На фото Алекс и Юрок стоят рядом, пристально глядя в объектив аппарата, — будто всматриваются в будущее. О том, что они видят его, говорят их глаза, вернее, озабоченно сдвинутые брови, образующие подобие островерхой крыши, и мудрый провиденциальный прищур. Впрочем, возможно, щурились они от солнца, а брови сдвинули потому, что были, как всегда, "под мухой", и сосредоточенно обдумывали, где бы еще выпить.
Иногда я достаю из тайника ту картину и ставлю ее перед собой. И тогда мы плачем вместе — истекающая осенним дождем московская улица с вечно спешащими куда-то прохожими и я, постаревший на тысячу лет…

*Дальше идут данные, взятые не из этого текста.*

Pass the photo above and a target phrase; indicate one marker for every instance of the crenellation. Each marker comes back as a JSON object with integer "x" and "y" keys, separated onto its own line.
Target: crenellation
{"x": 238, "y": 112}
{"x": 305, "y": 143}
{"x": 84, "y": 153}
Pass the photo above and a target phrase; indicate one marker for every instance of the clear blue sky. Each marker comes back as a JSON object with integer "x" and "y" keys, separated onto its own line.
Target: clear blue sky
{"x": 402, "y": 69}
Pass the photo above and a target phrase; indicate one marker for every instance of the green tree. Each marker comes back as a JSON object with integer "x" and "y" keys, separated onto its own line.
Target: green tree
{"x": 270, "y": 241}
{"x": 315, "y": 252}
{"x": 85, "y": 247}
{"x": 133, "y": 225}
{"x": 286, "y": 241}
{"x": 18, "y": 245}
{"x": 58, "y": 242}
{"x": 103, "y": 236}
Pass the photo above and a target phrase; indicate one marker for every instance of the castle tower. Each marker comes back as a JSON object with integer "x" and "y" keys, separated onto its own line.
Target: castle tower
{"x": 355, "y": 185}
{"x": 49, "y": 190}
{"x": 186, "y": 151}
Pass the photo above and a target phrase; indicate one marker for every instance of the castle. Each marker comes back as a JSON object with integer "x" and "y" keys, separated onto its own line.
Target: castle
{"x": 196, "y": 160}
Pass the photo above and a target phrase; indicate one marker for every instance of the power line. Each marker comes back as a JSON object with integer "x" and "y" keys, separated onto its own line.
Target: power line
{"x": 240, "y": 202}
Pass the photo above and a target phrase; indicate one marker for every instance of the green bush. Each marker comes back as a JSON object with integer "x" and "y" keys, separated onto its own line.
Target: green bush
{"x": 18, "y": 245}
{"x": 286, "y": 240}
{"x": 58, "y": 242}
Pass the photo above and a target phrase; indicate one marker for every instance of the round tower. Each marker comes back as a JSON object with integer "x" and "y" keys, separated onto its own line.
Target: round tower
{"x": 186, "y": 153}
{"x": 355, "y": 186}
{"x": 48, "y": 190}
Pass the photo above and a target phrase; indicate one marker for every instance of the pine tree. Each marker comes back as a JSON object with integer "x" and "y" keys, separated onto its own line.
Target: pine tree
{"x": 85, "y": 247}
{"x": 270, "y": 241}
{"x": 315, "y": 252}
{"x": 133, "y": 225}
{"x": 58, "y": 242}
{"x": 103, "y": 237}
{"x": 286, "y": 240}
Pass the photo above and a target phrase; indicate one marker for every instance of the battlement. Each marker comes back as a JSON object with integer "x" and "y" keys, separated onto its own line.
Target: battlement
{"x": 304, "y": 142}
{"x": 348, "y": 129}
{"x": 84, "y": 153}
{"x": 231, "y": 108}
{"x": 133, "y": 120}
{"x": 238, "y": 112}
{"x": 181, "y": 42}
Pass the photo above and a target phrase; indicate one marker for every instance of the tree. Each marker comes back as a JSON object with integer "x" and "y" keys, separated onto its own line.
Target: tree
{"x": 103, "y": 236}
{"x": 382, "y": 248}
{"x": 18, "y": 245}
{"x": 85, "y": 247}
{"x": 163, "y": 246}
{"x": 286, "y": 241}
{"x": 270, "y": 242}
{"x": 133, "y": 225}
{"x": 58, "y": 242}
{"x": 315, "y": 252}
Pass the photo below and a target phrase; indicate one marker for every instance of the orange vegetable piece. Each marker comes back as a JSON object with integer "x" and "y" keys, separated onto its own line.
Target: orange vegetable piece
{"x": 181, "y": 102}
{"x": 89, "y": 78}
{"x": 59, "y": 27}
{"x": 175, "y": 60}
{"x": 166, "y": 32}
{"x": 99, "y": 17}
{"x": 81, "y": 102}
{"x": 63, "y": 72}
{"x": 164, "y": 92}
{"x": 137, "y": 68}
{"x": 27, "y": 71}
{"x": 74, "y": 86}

Моя жизнь изменилась. Я добился если не славы, то богатства, что тоже немало… Но в моем холодильнике, если порыться, при желании можно найти и кусочек костромского сыра с лихо загнутыми кверху краями, и черный надкушенный сухарик, отраду бережливого Плюшкина, и даже початую бутылку водки, в которой плавают хлебные крошки.
Безотрадно нищенский вид холодильника, как я уже однажды заметил, вовсе не свидетельствует о моей бедности.

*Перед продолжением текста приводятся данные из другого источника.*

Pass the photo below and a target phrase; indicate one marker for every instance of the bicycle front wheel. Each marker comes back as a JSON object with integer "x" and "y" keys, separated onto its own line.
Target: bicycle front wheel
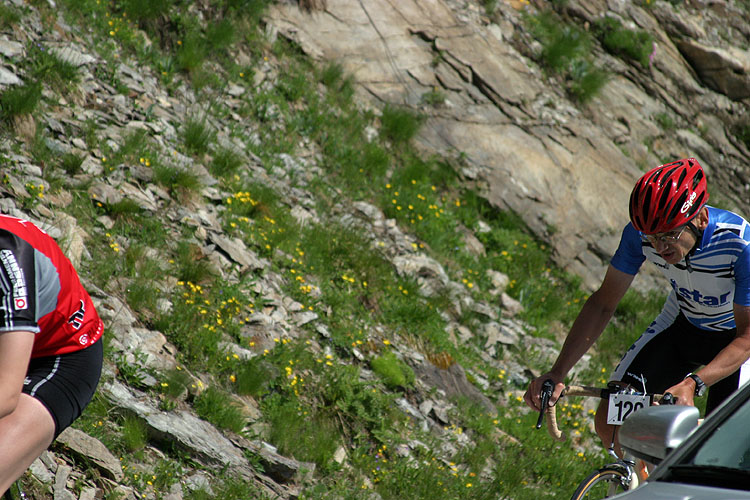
{"x": 603, "y": 483}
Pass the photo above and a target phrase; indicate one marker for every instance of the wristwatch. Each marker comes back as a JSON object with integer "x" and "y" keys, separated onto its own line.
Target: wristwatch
{"x": 700, "y": 386}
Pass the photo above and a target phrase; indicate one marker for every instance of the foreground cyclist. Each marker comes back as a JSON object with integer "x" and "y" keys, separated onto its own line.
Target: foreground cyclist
{"x": 701, "y": 338}
{"x": 50, "y": 347}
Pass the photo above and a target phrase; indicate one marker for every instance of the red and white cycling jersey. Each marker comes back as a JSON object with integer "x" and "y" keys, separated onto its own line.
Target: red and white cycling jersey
{"x": 40, "y": 291}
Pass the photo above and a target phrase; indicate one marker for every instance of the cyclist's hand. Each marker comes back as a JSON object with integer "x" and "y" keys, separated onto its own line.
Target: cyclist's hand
{"x": 533, "y": 393}
{"x": 683, "y": 393}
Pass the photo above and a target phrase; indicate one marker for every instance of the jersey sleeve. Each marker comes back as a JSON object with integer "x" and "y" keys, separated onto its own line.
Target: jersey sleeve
{"x": 629, "y": 255}
{"x": 742, "y": 278}
{"x": 17, "y": 284}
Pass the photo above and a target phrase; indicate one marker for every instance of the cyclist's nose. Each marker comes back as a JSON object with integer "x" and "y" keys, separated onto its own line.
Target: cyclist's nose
{"x": 660, "y": 245}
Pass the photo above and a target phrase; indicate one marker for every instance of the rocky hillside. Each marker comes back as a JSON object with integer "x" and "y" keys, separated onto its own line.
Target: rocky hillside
{"x": 320, "y": 234}
{"x": 497, "y": 93}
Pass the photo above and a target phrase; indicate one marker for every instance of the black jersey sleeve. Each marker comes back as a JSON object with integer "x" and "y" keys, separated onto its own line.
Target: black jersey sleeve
{"x": 18, "y": 300}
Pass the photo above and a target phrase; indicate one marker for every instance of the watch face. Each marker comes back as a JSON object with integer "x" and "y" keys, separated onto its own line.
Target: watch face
{"x": 700, "y": 386}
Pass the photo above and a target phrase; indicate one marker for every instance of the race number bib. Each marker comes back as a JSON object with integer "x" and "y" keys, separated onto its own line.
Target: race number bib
{"x": 621, "y": 406}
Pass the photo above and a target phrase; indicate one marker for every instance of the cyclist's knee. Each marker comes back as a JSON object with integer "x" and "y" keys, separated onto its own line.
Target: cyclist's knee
{"x": 603, "y": 429}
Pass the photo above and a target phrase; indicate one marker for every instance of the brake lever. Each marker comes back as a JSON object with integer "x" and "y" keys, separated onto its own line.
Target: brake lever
{"x": 668, "y": 399}
{"x": 547, "y": 387}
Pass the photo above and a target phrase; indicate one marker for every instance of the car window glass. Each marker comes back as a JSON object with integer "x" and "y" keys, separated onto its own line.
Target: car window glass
{"x": 729, "y": 444}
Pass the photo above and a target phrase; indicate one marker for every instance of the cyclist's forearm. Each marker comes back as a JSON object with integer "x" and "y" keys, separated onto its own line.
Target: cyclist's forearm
{"x": 587, "y": 327}
{"x": 727, "y": 361}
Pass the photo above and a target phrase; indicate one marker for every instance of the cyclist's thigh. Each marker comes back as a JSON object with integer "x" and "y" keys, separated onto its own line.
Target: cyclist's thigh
{"x": 65, "y": 384}
{"x": 651, "y": 361}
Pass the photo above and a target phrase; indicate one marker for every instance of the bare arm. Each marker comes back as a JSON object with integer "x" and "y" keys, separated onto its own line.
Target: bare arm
{"x": 588, "y": 326}
{"x": 15, "y": 352}
{"x": 725, "y": 363}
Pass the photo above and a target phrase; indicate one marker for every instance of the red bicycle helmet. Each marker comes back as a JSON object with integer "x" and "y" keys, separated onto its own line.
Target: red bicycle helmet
{"x": 668, "y": 196}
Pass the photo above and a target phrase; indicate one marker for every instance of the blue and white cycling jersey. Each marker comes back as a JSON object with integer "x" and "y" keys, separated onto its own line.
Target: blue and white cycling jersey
{"x": 707, "y": 283}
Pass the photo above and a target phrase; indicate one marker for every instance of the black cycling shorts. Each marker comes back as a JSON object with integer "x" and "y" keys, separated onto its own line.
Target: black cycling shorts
{"x": 65, "y": 383}
{"x": 662, "y": 359}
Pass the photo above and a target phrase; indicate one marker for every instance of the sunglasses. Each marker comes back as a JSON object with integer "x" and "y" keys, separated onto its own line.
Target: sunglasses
{"x": 668, "y": 237}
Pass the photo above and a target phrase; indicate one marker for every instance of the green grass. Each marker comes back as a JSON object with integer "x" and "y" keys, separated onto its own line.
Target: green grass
{"x": 395, "y": 373}
{"x": 566, "y": 51}
{"x": 314, "y": 390}
{"x": 636, "y": 45}
{"x": 22, "y": 100}
{"x": 43, "y": 65}
{"x": 217, "y": 407}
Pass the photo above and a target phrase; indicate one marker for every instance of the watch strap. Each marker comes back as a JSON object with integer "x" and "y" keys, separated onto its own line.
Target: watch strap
{"x": 700, "y": 386}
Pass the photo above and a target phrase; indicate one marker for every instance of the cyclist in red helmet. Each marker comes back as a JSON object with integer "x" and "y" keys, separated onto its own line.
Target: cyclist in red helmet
{"x": 50, "y": 345}
{"x": 701, "y": 338}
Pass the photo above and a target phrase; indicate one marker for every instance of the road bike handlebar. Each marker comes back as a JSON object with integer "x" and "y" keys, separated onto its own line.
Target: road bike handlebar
{"x": 582, "y": 390}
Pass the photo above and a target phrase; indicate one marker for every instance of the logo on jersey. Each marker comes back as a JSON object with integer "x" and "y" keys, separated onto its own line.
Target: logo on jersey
{"x": 76, "y": 319}
{"x": 17, "y": 279}
{"x": 697, "y": 297}
{"x": 689, "y": 203}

Скорее, он говорит о некоторых чертах моего характера, которые порой меня самого ставят в тупик.
Живу я теперь в собственном доме, построенном по моему проекту, и поэтому в этом несуразном, на чей-то недоброжелательный взгляд, доме предусмотрено так много ненужного.
И все эти излишества, включая телевизоры и люстры в туалетах, лифт с фикусами и мягкими креслами, зимний сад (с секвойей, разумеется!), небольшой концертный зал, где я развлекаю себя любительской игрой на белом рояле, и, конечно, мастерскую с прозрачными стенами и потолком из горного хрусталя, не кажутся мне избыточными. Потому что, во-первых, я чувствую себя здесь комфортно, а во-вторых, оказалось, что роскошь не бывает чрезмерной. Даже пошлая роскошь парвеню… И у меня уже возникает ощущение, что я жил здесь всегда.

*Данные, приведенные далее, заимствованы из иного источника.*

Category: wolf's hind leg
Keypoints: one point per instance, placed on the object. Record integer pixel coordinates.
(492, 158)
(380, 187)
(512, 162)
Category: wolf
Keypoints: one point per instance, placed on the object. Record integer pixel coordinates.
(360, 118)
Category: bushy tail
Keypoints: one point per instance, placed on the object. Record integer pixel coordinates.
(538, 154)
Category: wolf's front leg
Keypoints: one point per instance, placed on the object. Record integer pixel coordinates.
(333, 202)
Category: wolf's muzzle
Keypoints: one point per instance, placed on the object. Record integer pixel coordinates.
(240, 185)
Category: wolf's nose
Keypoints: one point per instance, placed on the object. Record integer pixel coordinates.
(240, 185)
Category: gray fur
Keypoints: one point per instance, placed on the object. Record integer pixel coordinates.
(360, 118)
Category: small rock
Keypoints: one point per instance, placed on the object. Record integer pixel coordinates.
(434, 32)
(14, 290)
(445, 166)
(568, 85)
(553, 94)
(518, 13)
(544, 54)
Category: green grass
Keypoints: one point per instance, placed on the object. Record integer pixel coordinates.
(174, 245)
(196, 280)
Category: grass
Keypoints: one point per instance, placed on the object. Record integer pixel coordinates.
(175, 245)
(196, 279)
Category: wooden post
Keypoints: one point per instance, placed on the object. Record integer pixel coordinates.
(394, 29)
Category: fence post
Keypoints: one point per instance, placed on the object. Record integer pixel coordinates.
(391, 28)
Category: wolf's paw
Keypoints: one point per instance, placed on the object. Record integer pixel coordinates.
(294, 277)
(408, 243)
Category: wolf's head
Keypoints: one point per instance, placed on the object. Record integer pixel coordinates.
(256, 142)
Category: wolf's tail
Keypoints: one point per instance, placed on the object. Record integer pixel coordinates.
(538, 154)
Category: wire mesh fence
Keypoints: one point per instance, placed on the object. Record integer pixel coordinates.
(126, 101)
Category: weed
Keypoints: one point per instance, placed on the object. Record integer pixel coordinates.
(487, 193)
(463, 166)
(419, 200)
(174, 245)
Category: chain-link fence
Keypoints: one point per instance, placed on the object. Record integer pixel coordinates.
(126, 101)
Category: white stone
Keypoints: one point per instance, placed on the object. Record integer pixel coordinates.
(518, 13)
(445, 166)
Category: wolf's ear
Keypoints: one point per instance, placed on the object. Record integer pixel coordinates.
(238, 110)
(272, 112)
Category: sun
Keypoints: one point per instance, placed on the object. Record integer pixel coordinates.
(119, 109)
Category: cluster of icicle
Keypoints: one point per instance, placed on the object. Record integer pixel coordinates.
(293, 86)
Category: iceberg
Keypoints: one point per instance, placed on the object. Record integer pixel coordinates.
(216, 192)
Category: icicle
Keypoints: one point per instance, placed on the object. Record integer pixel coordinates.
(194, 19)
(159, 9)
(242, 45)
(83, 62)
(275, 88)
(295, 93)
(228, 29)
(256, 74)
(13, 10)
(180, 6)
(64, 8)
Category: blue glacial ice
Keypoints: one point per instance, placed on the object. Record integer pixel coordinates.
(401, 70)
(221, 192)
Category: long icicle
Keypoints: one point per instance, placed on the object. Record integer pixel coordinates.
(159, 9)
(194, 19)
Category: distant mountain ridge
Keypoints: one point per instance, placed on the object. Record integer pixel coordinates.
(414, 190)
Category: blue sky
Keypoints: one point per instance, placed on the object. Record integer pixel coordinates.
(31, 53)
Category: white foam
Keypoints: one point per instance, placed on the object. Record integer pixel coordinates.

В мастерской я работаю все реже и реже, зачастую используя диваны, которые занимают львиную долю ее площади, для занятий любовью с юными натурщицами. Что, понятно, не лишено известного удовольствия.
Недавно в моей мастерской побывала королева Марго. Уже без брата…
Марго оказалась совершенно неуемной. Откуда в этой субтильной девочке столько страсти и любви к жизни?
Когда я, измочаленный неуместными в моем возрасте сексуальными фокусами (которые временами напоминали мне опасные для жизни полеты под куполом цирка), рассеянно ковырял в носу и предавался размышлениям о причудах нынешнего времени, затолкавших девицу с проткнутым железной булавкой пупком в мою постель, она своим мальчишеским, хрипловатым от постоянного курения, голосом возмущенно потребовала активного продолжения.